A community organizer for the B.C. Poverty Reduction Coalition, she suffered a bad migraine and hunger.
But she continued, surviving on $26 for food for a week, forgoing the steak, crab, garlic bread and salad served at her partner's birthday party and dining instead on plain mashed potatoes and chickpeas with carrot sauce. The five-foot nine-inch tall woman who started the week at approximately 140 pounds dropped seven pounds in a week.
"It was hard to concentrate," she said. "I was a cranky parent. My hips were really sore."
Garner couldn't believe the amount of time, space and kitchenware involved in eating on the cheap. She stored leftovers in the fridge.

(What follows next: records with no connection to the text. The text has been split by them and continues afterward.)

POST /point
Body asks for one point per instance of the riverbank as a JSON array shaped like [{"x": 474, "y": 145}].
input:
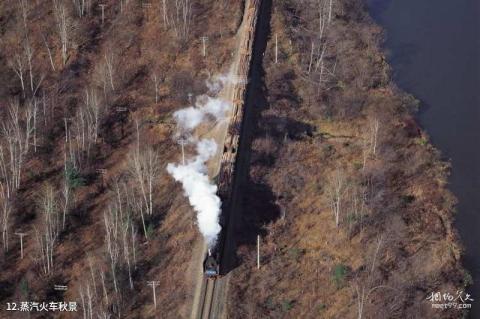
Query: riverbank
[{"x": 347, "y": 191}]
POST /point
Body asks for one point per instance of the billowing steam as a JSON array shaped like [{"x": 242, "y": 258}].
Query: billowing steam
[{"x": 193, "y": 174}]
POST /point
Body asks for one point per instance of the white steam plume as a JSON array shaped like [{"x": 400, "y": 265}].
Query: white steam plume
[
  {"x": 193, "y": 174},
  {"x": 201, "y": 194}
]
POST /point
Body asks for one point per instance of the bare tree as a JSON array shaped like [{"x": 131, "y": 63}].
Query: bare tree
[
  {"x": 336, "y": 191},
  {"x": 144, "y": 166},
  {"x": 178, "y": 15},
  {"x": 17, "y": 65},
  {"x": 364, "y": 291},
  {"x": 374, "y": 126},
  {"x": 155, "y": 85},
  {"x": 48, "y": 235},
  {"x": 64, "y": 27},
  {"x": 6, "y": 208}
]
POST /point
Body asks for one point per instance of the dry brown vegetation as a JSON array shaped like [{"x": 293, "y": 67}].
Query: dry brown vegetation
[
  {"x": 346, "y": 189},
  {"x": 86, "y": 103}
]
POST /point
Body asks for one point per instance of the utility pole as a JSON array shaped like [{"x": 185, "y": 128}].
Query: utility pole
[
  {"x": 183, "y": 153},
  {"x": 103, "y": 12},
  {"x": 154, "y": 284},
  {"x": 204, "y": 40},
  {"x": 258, "y": 251},
  {"x": 146, "y": 7},
  {"x": 276, "y": 48},
  {"x": 21, "y": 243}
]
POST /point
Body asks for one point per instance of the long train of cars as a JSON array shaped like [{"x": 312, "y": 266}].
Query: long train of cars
[{"x": 212, "y": 261}]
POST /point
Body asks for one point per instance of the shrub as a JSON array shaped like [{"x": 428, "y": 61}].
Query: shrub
[
  {"x": 73, "y": 177},
  {"x": 287, "y": 305}
]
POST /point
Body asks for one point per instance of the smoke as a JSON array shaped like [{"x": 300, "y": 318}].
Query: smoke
[
  {"x": 193, "y": 174},
  {"x": 201, "y": 193}
]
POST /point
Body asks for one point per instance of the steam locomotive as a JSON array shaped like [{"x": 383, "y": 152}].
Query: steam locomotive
[{"x": 211, "y": 265}]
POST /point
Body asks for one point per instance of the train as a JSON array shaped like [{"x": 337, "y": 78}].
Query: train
[{"x": 214, "y": 255}]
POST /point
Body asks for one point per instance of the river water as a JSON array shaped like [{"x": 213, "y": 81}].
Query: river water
[{"x": 434, "y": 49}]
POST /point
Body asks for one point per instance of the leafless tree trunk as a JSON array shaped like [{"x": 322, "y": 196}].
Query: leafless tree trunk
[
  {"x": 6, "y": 209},
  {"x": 374, "y": 126},
  {"x": 17, "y": 65},
  {"x": 64, "y": 26},
  {"x": 336, "y": 192}
]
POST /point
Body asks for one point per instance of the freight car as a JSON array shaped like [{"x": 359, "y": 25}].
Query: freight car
[{"x": 212, "y": 263}]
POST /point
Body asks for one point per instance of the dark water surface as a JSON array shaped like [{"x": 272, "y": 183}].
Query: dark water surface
[{"x": 434, "y": 49}]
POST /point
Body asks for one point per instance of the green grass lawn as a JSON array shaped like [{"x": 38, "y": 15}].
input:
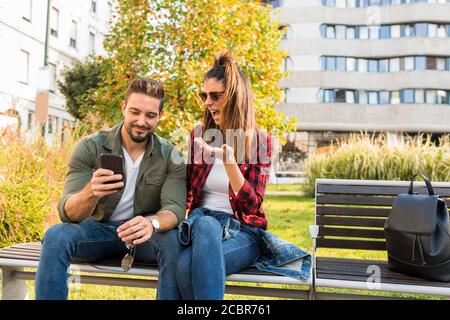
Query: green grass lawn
[
  {"x": 289, "y": 217},
  {"x": 284, "y": 187}
]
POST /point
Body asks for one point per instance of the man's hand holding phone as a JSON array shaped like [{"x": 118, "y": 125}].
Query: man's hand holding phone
[{"x": 104, "y": 182}]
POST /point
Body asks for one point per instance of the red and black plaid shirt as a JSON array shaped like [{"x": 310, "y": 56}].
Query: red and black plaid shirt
[{"x": 247, "y": 203}]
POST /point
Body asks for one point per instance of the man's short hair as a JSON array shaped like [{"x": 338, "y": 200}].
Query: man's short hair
[{"x": 149, "y": 87}]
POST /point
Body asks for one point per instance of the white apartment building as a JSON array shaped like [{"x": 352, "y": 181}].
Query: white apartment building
[
  {"x": 357, "y": 65},
  {"x": 76, "y": 30}
]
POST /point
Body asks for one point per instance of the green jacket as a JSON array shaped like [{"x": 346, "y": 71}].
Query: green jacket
[{"x": 160, "y": 185}]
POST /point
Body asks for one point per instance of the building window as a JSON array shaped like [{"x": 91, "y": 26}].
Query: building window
[
  {"x": 441, "y": 96},
  {"x": 52, "y": 68},
  {"x": 351, "y": 64},
  {"x": 419, "y": 96},
  {"x": 328, "y": 96},
  {"x": 330, "y": 32},
  {"x": 330, "y": 63},
  {"x": 340, "y": 96},
  {"x": 73, "y": 34},
  {"x": 385, "y": 32},
  {"x": 441, "y": 31},
  {"x": 51, "y": 125},
  {"x": 394, "y": 64},
  {"x": 289, "y": 64},
  {"x": 30, "y": 120},
  {"x": 407, "y": 95},
  {"x": 431, "y": 63},
  {"x": 421, "y": 30},
  {"x": 287, "y": 95},
  {"x": 431, "y": 96},
  {"x": 432, "y": 30},
  {"x": 362, "y": 65},
  {"x": 408, "y": 63},
  {"x": 420, "y": 63},
  {"x": 340, "y": 64},
  {"x": 288, "y": 33},
  {"x": 395, "y": 31},
  {"x": 374, "y": 32},
  {"x": 27, "y": 9},
  {"x": 94, "y": 6},
  {"x": 91, "y": 43},
  {"x": 385, "y": 97},
  {"x": 363, "y": 98},
  {"x": 340, "y": 32},
  {"x": 408, "y": 30},
  {"x": 351, "y": 33},
  {"x": 383, "y": 65},
  {"x": 54, "y": 22},
  {"x": 363, "y": 32},
  {"x": 373, "y": 97},
  {"x": 24, "y": 66},
  {"x": 440, "y": 64},
  {"x": 350, "y": 96},
  {"x": 373, "y": 65},
  {"x": 110, "y": 13}
]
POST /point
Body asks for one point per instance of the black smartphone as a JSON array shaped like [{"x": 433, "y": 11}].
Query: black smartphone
[{"x": 113, "y": 162}]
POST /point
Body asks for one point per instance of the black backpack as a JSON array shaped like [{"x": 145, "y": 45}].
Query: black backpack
[{"x": 417, "y": 235}]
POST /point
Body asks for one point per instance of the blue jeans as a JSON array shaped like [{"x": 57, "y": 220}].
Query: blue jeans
[
  {"x": 203, "y": 266},
  {"x": 89, "y": 241}
]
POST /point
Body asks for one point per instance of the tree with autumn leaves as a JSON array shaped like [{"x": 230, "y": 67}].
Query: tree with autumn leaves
[{"x": 175, "y": 41}]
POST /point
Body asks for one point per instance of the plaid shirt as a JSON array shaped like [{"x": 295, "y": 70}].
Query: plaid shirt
[{"x": 247, "y": 203}]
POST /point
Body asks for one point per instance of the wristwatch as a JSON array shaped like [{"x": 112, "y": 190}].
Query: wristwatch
[{"x": 155, "y": 224}]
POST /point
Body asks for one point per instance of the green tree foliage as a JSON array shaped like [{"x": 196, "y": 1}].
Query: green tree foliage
[
  {"x": 79, "y": 83},
  {"x": 175, "y": 41}
]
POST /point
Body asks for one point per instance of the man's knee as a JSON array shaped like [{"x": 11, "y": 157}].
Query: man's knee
[
  {"x": 183, "y": 269},
  {"x": 60, "y": 235}
]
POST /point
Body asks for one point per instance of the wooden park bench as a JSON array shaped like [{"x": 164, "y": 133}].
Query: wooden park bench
[
  {"x": 350, "y": 214},
  {"x": 19, "y": 263}
]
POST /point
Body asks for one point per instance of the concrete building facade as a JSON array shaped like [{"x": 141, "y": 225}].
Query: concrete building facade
[
  {"x": 363, "y": 65},
  {"x": 76, "y": 30}
]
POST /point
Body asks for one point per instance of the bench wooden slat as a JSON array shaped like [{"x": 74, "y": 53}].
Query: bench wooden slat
[
  {"x": 32, "y": 251},
  {"x": 355, "y": 200},
  {"x": 377, "y": 190},
  {"x": 353, "y": 233},
  {"x": 357, "y": 212},
  {"x": 330, "y": 268},
  {"x": 351, "y": 244},
  {"x": 350, "y": 222}
]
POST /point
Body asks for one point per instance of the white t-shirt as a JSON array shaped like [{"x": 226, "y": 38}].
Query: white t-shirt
[
  {"x": 124, "y": 209},
  {"x": 215, "y": 190}
]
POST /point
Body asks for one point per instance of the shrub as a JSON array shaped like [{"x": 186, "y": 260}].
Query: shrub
[
  {"x": 32, "y": 175},
  {"x": 363, "y": 156}
]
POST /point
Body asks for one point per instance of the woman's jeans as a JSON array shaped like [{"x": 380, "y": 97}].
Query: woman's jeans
[
  {"x": 89, "y": 241},
  {"x": 203, "y": 266}
]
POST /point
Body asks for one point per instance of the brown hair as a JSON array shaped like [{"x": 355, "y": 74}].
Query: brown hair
[
  {"x": 237, "y": 111},
  {"x": 149, "y": 87}
]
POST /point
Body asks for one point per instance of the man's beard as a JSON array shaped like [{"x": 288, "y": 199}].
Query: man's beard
[{"x": 139, "y": 139}]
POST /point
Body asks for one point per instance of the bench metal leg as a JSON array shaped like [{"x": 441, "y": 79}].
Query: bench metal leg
[{"x": 13, "y": 288}]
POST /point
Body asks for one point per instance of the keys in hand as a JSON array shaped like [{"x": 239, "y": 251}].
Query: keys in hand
[{"x": 127, "y": 261}]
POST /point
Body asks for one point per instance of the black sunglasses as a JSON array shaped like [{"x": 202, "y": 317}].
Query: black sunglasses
[{"x": 214, "y": 95}]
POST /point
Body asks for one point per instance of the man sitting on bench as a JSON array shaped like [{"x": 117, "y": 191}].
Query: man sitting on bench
[{"x": 106, "y": 215}]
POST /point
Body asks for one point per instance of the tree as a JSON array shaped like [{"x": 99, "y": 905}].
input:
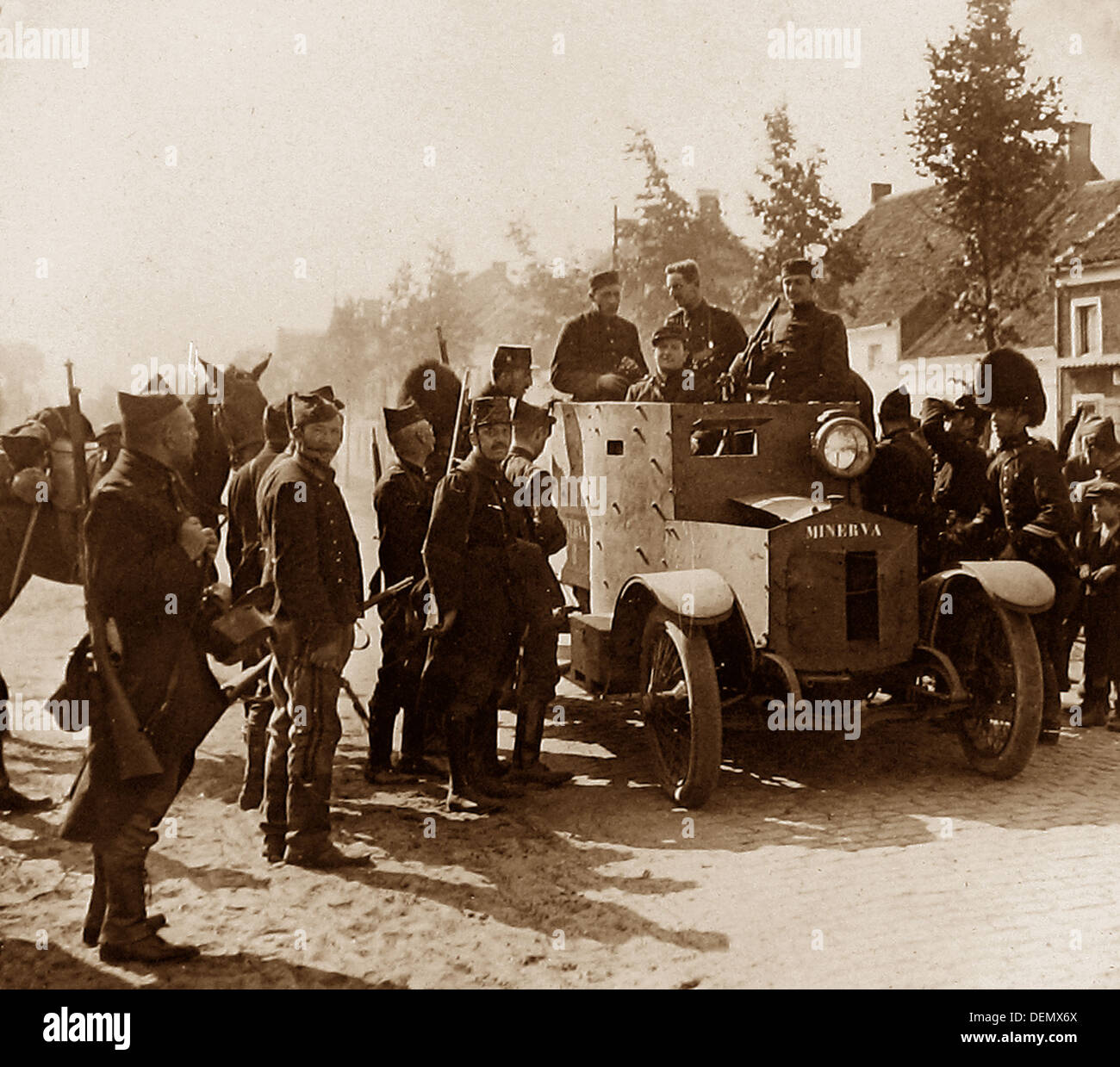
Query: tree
[
  {"x": 992, "y": 141},
  {"x": 668, "y": 227},
  {"x": 796, "y": 214}
]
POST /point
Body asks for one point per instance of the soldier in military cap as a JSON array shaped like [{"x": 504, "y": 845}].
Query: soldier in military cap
[
  {"x": 544, "y": 603},
  {"x": 146, "y": 559},
  {"x": 471, "y": 573},
  {"x": 511, "y": 372},
  {"x": 246, "y": 556},
  {"x": 598, "y": 354},
  {"x": 805, "y": 350},
  {"x": 1030, "y": 515},
  {"x": 713, "y": 335},
  {"x": 1098, "y": 559},
  {"x": 313, "y": 560},
  {"x": 899, "y": 481},
  {"x": 675, "y": 382},
  {"x": 960, "y": 480},
  {"x": 402, "y": 499}
]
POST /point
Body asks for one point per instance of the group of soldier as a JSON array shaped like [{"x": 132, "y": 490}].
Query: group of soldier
[{"x": 470, "y": 609}]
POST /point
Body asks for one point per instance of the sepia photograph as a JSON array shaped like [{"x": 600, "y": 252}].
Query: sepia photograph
[{"x": 559, "y": 495}]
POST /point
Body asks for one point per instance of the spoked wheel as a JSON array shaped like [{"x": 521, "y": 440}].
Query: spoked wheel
[
  {"x": 681, "y": 708},
  {"x": 997, "y": 657}
]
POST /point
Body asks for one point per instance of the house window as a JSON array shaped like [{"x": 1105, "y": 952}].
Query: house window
[{"x": 1086, "y": 323}]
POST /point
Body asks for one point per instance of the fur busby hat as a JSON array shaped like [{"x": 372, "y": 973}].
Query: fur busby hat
[
  {"x": 1011, "y": 380},
  {"x": 433, "y": 388}
]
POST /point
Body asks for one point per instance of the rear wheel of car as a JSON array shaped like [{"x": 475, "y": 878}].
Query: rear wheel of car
[
  {"x": 681, "y": 708},
  {"x": 996, "y": 654}
]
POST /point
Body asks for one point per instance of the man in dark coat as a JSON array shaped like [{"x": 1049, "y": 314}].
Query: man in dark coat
[
  {"x": 312, "y": 558},
  {"x": 805, "y": 350},
  {"x": 534, "y": 493},
  {"x": 246, "y": 556},
  {"x": 713, "y": 335},
  {"x": 598, "y": 354},
  {"x": 1030, "y": 515},
  {"x": 960, "y": 478},
  {"x": 146, "y": 564},
  {"x": 470, "y": 560},
  {"x": 402, "y": 499}
]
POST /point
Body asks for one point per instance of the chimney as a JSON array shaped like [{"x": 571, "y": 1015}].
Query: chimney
[
  {"x": 1079, "y": 160},
  {"x": 708, "y": 202},
  {"x": 880, "y": 189}
]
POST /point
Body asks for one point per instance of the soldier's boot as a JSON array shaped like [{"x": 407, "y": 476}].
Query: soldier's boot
[
  {"x": 12, "y": 799},
  {"x": 526, "y": 747},
  {"x": 257, "y": 742},
  {"x": 484, "y": 769},
  {"x": 1094, "y": 708},
  {"x": 462, "y": 795}
]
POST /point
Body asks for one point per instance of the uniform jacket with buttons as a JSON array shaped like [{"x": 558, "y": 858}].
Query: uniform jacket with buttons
[
  {"x": 402, "y": 499},
  {"x": 806, "y": 348},
  {"x": 470, "y": 543},
  {"x": 1033, "y": 503},
  {"x": 594, "y": 344},
  {"x": 312, "y": 555},
  {"x": 715, "y": 337}
]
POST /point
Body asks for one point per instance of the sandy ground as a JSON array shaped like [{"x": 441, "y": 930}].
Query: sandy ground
[{"x": 818, "y": 862}]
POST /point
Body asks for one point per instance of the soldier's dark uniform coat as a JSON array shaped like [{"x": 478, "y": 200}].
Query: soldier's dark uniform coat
[
  {"x": 806, "y": 348},
  {"x": 594, "y": 344},
  {"x": 135, "y": 568},
  {"x": 715, "y": 337},
  {"x": 243, "y": 533},
  {"x": 314, "y": 561}
]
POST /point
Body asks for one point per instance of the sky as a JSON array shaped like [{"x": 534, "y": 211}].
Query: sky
[{"x": 351, "y": 135}]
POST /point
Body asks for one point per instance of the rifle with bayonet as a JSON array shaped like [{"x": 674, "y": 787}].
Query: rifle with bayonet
[{"x": 135, "y": 758}]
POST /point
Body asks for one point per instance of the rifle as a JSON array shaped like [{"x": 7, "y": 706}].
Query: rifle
[
  {"x": 134, "y": 754},
  {"x": 743, "y": 369}
]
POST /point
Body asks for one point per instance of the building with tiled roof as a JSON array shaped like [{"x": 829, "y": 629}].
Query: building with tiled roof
[{"x": 899, "y": 309}]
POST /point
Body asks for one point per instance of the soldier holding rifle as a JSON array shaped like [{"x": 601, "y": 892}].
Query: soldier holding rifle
[{"x": 146, "y": 559}]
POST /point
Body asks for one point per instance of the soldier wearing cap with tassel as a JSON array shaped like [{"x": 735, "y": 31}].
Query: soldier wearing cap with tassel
[
  {"x": 1031, "y": 518},
  {"x": 537, "y": 678},
  {"x": 313, "y": 560},
  {"x": 475, "y": 600},
  {"x": 402, "y": 499},
  {"x": 146, "y": 567},
  {"x": 598, "y": 354}
]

"These are luxuries that most people on welfare don't have. They're lucky if they have a hot plate in their room," she wrote on the Welfare Food Challenge blog. "So, they'd be forced to eat more expensive, prepared food, which doesn't stretch through the week leaving them going hungry!"
Gerry Kasten, a registered dietician of 20 years and a former cook, reported his diet fell short of Canada's Food Guide recommendations by 17 servings of fruits and vegetables, 17 servings of dairy and one serving of meats and alternatives.
"I was short on iron, on calcium on zinc, on B vitamins, vitamin C, a wide variety of nutrients," Kasten said. "We know such things as a shortage of iron in early childhood leads to irreparable cognitive delays."
Raise the Rates says one in five children in B.C. lives in poverty.
Challenge participant Ted Bruce, executive director of Population Health with Vancouver Coastal Health, was surprised by the amount of anxiety he felt about running out of food.
"The research has told us that the pathway to chronic disease for people living in poverty has a lot to do with the stress and lack of control that they had in their lives and that's what I experienced as well, is that I lost all kind of control over one of the most basic things that we all take for granted and this is getting enough to eat," he said.
Raise the Rates organizer Bill Hopwood noted the 177,000 people on welfare and the more than 500,000 people who live in poverty in B.C. face an ongoing struggle to maintain their health on a poverty diet.
Raise the Rates wants the provincial Liberal government to immediately increase income assistance rates to the federal and provincial government's Market Basket Measure of $1,300 a month for a single person in Vancouver living on welfare and to index this rate to inflation.
It also wants the provincial government to increase the minimum wage to $12 an hour and index it to inflation.